Have Headset Will Travel

By Mary Hardbarger

A student explores a virtual world at Radford University's Virtual Reality (VR) Lab
A student explores a virtual world at Radford University's Virtual Reality (VR) Lab

Virtual reality lab provides innovative learning experience for students, faculty

From the top of Mount Everest to the inside of a human skeleton, Radford University’s Virtual Reality (VR) Lab can take students, well, virtually anywhere.

Using HTC VIVE technology, students strap on a headset that transports them to a destination of their choice. Handheld controllers allow them to pick up objects, draw, write and initiate other commands that assist in exploring the virtual world.

In that world, users can, for fun, play fetch with a virtual dog or stop scary Vikings from overtaking a castle with a virtual bow and arrow.

For educational purposes, they can dissect and explore a full-scale human skeleton or skyrocket to another planet and observe the stars and galaxies that surround them.

To those who witness the surreal experience, the scene can be comical and even more difficult to put into words.

For example, when it looks like the VR user is about to hit a real, physical wall inside the VR Lab, he or she stops suddenly. How? Why?

Because, inside their computer-simulated world, a fake wall appears. VR is smart and sophisticated that way, and it’s advancing by the minute.

Associate Professor of Geospatial Science and Radford University alumnus Andrew Foy ’05 has become accustomed to such scenarios over the past several semesters. The technology is new to the University, and Foy has been training faculty and students how to navigate the VR terrain.

“The VR Lab was created to explore how we can use VR to enhance the learning experience for students,” Foy said. “Technology such as augmented reality and virtual reality is rapidly advancing, and the Geospatial Science department wants to be a leader in introducing these news ways of teaching and learning to the campus community.”

While newer to Radford University and higher education institutions, in general, VR has been around for quite some time.
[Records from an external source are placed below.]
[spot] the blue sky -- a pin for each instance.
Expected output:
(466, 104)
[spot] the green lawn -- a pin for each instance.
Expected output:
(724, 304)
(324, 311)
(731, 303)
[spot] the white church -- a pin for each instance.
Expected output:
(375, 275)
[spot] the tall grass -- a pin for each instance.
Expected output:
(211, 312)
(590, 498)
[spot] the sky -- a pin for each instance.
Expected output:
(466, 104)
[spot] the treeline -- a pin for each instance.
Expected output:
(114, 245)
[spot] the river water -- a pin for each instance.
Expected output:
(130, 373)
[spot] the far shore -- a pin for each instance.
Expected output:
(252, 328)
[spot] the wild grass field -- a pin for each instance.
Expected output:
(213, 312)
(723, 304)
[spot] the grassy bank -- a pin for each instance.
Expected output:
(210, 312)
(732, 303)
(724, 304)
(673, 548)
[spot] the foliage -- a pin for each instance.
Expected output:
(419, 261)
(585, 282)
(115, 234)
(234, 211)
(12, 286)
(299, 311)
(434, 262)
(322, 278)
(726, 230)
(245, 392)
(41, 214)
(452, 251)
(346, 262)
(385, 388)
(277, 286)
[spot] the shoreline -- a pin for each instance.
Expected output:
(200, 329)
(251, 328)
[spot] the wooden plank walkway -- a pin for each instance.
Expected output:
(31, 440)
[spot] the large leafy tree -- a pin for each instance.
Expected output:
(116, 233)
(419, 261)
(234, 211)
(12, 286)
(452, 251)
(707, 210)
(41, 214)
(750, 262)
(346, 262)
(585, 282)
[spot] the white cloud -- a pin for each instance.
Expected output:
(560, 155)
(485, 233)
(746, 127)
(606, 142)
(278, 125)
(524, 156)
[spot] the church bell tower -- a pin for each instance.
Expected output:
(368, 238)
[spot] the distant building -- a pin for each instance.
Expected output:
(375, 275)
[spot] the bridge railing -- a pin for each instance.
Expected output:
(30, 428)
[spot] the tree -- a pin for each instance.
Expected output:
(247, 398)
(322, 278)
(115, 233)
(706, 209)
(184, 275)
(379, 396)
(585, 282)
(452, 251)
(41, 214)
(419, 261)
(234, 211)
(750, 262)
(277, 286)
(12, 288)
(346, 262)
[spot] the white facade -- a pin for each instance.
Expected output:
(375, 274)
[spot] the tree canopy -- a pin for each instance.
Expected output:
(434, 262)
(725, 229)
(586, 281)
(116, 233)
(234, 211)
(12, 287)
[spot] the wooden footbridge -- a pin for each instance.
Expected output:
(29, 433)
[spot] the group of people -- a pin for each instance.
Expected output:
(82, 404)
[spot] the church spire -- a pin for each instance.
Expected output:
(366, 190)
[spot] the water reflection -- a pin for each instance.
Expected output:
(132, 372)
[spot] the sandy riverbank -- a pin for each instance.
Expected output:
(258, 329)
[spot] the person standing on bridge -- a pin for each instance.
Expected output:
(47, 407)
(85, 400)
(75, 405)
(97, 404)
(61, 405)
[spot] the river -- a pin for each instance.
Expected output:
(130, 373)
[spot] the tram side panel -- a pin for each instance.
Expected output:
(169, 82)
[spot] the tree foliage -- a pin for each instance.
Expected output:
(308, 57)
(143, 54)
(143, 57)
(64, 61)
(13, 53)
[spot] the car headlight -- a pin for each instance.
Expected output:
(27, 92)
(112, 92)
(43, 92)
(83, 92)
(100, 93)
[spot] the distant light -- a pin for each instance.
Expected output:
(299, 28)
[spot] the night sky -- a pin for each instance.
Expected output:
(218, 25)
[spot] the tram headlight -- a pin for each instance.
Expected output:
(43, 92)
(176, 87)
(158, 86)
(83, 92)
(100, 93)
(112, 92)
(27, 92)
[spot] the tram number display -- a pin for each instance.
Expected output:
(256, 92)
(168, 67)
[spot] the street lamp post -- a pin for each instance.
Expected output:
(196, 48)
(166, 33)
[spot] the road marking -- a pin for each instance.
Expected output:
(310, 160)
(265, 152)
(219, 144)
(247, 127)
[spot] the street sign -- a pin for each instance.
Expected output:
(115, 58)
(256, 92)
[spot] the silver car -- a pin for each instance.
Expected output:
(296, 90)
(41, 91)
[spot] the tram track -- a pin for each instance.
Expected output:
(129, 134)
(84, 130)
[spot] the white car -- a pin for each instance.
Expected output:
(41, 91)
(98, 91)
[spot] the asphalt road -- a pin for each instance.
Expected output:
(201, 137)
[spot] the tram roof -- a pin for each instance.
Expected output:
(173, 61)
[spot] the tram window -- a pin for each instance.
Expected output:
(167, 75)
It wasn’t until about the first 15 years of the 21st century that the technology really took off.

According to the Virtual Reality Society, computer technology, especially small and powerful mobile technologies, has exploded. As its popularity continues to rise, its cost continues to decrease, making the technology accessible to more people.

The rise of smartphones with high-density displays and 3-D graphics capabilities has enabled a generation of lightweight and practical virtual reality devices. Depth sensing cameras, sensor suites, motion controllers and natural human interfaces are already a part of daily human computing tasks.

At Radford University, the possibilities appear endless in relation to the ways that VR can transform the  student experience.

Waldron College of Health and Human Services students could benefit from the virtual medical lab. An aspiring artist in the University’s College of Visual and Performing Arts might use VIVE’s virtual art gallery to create a portrait that can be saved and uploaded to  a portfolio.

Professors can also reap benefits. Foy said he and other faculty have uploaded lectures and PowerPoint presentations into the VIVE system, resulting in a truly interactive classroom experience for professors and students alike.

“We are also using VR for virtual labs for the GEOINT Geospatial Intelligence Certificate Programs, which are part of Radford University’s Innovative Mobile Personalized Accelerated Competency Training (IMPACT),” Foy said. “Students can interact with tools, such as the U.S. Geological Sciences topographic maps, in a virtual environment.”

In the summer of 2017, Foy’s colleague and fellow Associate Professor of Geospatial Science Stockton Maxwell traveled with a group of students to Peru as part of the Radford Amazonian Research Expedition (RARE), one of the University’s signature research and study abroad opportunities.

While there, Maxwell used a 360-degree 4K camera to capture the Amazonian landscape and adventures of the student-researchers. Back on campus, that footage was uploaded to VIVE. Now, students who don’t have the resources or simply don’t want to study abroad can  grasp that supplemental learning experience without leaving Radford.

“It will be like a virtual field trip,” Maxwell said.

Future projects could include using the same 360-degree 4K technology to capture images of residence halls, dining facilities and academic buildings. Prospective students, using VR devices of their own, could then explore campus from the comfort of  their homes.

“We are just beginning to understand how transformative this technology will be,” Foy said. “VR is changing the way we learn about our world, and even how we live in it.”

Currently located in Cook Hall, the VR Lab will move to Reed and Curie Halls upon completion of the building’s renovation in fall 2019.